Après un moment de silence, Paula reprit :

— Vous devez trouver surprenant, monsieur, qu’après ce qui s’est autrefois passé entre nous…

— Madame…

— Je n’en veux pas dire davantage… Un jour vous saurez le motif de ma conduite et de ma générosité… Mais il se fait tard, je dois rentrer… Dites-moi quelle est la personne qui me présentera madame de Brévannes ?

— Madame de Saint-Pierre, cousine de M. de Luceval. Elle avait bien voulu m’offrir ses bons offices.

— Je la rencontre, en effet, assez souvent dans le monde.
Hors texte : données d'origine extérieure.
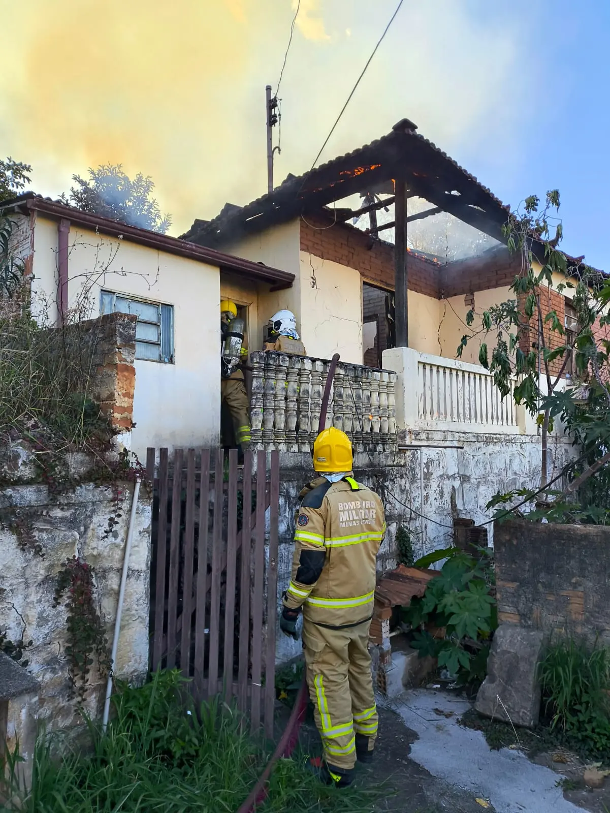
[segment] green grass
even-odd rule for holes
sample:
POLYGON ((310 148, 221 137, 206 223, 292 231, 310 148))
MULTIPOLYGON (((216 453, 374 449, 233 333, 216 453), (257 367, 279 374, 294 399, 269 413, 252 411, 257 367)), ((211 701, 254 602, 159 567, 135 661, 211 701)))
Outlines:
MULTIPOLYGON (((106 736, 89 724, 92 750, 55 756, 57 737, 39 737, 33 779, 17 789, 15 757, 6 811, 24 813, 235 813, 256 783, 268 752, 220 702, 188 709, 177 672, 141 689, 121 687, 106 736), (188 711, 191 711, 189 715, 188 711)), ((321 785, 302 762, 283 759, 261 813, 370 813, 376 792, 321 785)))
Rappelez-lui donc cette promesse, monsieur… et j’accueillerai sa demande…

— Vous vous retirez déjà ?… Mon Dieu ! j’aurais tant de choses à vous dire… Encore un mot, encore… de grâce !…

— Impossible… Iris, venez…

La jeune fille revint auprès de sa maîtresse, et descendit les rampes du labyrinthe après avoir échangé un regard d’intelligence avec M. de Brévannes.

Le mari de Berthe devait être d’autant plus dupe du stratagème d’Iris au sujet du livre noir, que, par suite des révélations de la bohémienne au sujet de l’infidélité de Raphaël, Paula n’avait pas témoigné l’horreur qu’elle aurait dû ressentir à la vue du meurtrier de son fiancé.

Cette circonstance donnait une nouvelle autorité au recueil des pensées intimes de madame de Hansfeld.

M. de Brévannes, aussi glorieux que ravi de l’empressement de madame de Hansfeld à se rapprocher de Berthe, se crut le seul et véritable motif de cette liaison, qui devait sans doute, plus tard, assurer et faciliter ses relations journalières avec Paula.

En attendant avec une vive et confiante impatience le moment de connaître par le livre noir l’impression vraie que cette entrevue avait causée à madame de Hansfeld, M. de Brévannes rentra donc chez lui le cœur léger et content.

Peu de temps auparavant, Berthe était revenue de chez son père triste et accablée ; elle venait de voir M. de Hansfeld, sans doute pour la dernière fois ; il lui fallait à tout jamais renoncer aux doux et beaux rêves dont elle s’était bercée.

Apprenant que sa femme était chez elle, M. de Brévannes s’y rendit à l’instant même.